Although we now know Agatha’s main objective was to steal Wanda’s powers because she was “undeserving,” she is now imprisoned as “nosey neighbor” Agnes. It is unclear if she will continue to live in Westview with poor Ralph or in some sort of stasis near Wanda’s Sokovian cabin. And though it feels like a fitting punishment, is it really Wanda’s to dole out? She evaded any accounting for her own transgressions, after all. And while she did apologize to Monica, it feels incomplete without one of the townspeople offering some sort of absolution.

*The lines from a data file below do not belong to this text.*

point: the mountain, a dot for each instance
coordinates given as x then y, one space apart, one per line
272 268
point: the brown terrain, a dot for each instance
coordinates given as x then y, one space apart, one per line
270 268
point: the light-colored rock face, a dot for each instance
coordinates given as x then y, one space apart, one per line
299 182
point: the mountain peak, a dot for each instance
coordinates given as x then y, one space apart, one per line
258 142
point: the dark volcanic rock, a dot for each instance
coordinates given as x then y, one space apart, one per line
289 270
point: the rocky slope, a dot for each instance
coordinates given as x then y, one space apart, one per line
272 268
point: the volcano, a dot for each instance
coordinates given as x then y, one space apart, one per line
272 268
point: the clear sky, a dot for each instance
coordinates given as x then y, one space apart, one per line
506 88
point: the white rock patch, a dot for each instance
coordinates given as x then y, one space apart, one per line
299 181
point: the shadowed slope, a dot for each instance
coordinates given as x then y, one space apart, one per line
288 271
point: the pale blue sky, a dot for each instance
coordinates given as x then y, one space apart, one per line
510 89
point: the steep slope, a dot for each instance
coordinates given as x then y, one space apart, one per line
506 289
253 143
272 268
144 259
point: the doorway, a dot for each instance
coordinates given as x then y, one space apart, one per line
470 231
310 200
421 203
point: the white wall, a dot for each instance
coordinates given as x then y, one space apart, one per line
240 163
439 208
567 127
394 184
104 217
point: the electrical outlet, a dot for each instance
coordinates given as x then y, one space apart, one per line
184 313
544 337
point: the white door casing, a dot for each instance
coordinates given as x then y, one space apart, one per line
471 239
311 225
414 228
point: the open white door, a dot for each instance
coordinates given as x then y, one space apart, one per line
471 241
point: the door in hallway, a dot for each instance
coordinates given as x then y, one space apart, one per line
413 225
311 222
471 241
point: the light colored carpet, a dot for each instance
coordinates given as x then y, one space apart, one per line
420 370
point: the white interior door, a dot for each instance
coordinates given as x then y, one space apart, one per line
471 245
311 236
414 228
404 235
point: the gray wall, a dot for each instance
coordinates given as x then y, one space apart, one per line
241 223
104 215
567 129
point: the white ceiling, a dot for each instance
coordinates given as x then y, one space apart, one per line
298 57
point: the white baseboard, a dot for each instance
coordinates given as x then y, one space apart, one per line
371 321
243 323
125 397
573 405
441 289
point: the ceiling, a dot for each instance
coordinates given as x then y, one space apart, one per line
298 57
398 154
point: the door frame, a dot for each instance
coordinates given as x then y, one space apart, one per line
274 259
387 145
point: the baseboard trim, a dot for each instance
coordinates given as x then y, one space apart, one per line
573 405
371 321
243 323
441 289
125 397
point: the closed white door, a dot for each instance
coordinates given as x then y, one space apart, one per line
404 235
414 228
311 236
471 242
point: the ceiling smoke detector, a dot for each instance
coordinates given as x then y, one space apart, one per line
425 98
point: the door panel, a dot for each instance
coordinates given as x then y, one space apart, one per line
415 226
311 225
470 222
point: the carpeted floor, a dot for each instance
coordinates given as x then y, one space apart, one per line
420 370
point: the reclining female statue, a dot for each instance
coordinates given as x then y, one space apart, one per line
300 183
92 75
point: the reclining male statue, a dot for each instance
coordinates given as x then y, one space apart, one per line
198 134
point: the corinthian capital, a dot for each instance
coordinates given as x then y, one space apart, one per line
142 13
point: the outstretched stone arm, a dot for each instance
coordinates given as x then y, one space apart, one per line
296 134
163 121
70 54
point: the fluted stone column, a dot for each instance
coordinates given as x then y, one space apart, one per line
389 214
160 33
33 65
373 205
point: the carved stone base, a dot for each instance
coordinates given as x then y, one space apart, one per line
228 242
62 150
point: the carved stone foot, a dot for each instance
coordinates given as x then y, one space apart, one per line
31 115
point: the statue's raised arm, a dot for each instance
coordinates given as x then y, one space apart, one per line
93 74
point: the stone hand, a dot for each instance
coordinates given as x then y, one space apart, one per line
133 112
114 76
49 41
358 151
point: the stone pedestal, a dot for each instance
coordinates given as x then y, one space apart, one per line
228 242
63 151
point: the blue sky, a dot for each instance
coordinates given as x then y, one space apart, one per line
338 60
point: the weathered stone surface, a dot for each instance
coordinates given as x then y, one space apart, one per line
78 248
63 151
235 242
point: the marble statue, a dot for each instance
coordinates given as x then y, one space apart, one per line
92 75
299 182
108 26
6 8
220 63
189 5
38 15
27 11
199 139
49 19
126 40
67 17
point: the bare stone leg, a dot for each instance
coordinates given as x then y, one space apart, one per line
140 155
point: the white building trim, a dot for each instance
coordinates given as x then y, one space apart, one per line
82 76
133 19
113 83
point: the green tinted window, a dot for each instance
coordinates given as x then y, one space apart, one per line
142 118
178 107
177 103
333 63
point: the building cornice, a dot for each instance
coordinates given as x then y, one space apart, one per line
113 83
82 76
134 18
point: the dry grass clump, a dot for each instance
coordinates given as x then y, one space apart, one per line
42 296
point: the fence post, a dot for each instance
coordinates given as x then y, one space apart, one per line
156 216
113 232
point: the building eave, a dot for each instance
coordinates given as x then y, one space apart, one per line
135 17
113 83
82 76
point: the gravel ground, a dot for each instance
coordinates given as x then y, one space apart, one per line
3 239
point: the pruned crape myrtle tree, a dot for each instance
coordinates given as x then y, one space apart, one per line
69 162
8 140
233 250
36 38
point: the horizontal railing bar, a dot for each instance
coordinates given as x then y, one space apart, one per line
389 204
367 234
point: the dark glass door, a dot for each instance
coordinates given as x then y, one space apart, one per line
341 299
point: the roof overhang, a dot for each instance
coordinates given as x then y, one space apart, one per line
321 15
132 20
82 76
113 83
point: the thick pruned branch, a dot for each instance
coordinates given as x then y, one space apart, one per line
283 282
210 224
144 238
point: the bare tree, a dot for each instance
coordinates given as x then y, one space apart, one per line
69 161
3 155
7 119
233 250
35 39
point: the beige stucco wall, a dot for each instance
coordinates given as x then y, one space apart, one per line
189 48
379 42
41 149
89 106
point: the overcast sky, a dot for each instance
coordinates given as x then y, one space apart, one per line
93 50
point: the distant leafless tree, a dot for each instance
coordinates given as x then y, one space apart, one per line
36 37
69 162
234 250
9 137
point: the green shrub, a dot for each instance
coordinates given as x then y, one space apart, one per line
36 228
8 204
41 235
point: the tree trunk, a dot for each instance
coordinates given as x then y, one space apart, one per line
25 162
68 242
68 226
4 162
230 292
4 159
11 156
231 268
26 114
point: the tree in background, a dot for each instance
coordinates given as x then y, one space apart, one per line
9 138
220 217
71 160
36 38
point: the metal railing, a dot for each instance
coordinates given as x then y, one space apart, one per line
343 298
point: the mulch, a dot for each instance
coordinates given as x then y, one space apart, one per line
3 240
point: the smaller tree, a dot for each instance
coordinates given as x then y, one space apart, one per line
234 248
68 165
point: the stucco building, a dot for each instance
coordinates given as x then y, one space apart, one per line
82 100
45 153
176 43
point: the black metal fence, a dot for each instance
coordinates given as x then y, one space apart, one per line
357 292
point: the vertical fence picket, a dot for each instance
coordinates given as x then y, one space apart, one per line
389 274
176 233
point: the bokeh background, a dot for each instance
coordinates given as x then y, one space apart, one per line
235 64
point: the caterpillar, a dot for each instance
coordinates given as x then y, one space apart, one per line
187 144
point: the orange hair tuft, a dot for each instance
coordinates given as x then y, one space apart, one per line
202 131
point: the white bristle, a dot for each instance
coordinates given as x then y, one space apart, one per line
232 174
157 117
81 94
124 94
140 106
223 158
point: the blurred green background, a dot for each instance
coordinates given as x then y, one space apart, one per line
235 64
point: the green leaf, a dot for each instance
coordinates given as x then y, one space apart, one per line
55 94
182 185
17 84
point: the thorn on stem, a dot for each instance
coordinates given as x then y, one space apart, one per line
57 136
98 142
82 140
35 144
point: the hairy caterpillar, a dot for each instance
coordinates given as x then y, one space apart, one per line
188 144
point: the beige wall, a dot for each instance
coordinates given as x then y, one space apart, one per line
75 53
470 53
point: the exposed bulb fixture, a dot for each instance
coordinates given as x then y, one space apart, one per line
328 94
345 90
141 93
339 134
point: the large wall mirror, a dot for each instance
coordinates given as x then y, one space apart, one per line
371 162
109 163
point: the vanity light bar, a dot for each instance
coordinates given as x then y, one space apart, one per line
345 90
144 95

Then consider what Westview becomes without the Hex: dilapidated houses and a nearly abandoned downtown. It was on the brink of economic collapse before Wanda got there. And yet, the obvious pain its citizens were in, compounded by Wanda inadvertently forcing them to experience her own, means her cosmetic enhancements came at a terrible cost and further cement her as a villain. Nevertheless, Wanda is also the protagonist and by the grammar of the shows she idolized, she should be able to at least restore Westview to some prosperity as reparation. The fact she cannot is an interesting counter to the world she tried to make for herself. And in removing the Hex, she sacrificed the handful of things which brought her some joy in the weeks since the battle with Thanos.
Of course, trying to weigh that out leads back to the question of authenticity Vision and The Vision confronted. Does the pain she unleashed to create a false reality negate the grief she was in? Whose pain is the pain?
That ambiguity, and the haunting foreshadowing of the Scarlet Witch as an extinction-level event, is something we’ll have to live with until Doctor Strange in the Multiverse of Madness picks up the thread. But as we were always sympathetic to Wanda’s grief, we hope the character finds the help she needs and comes back from the brink.
In the meantime, we’ll congratulate WandaVision for using the grammar of television and the language of sitcoms to present these ideas to us. Also, we’ll thank them for eight weeks of wild theories, endless possibility, and one of Marvel Studios’ most emotionally resonant stories.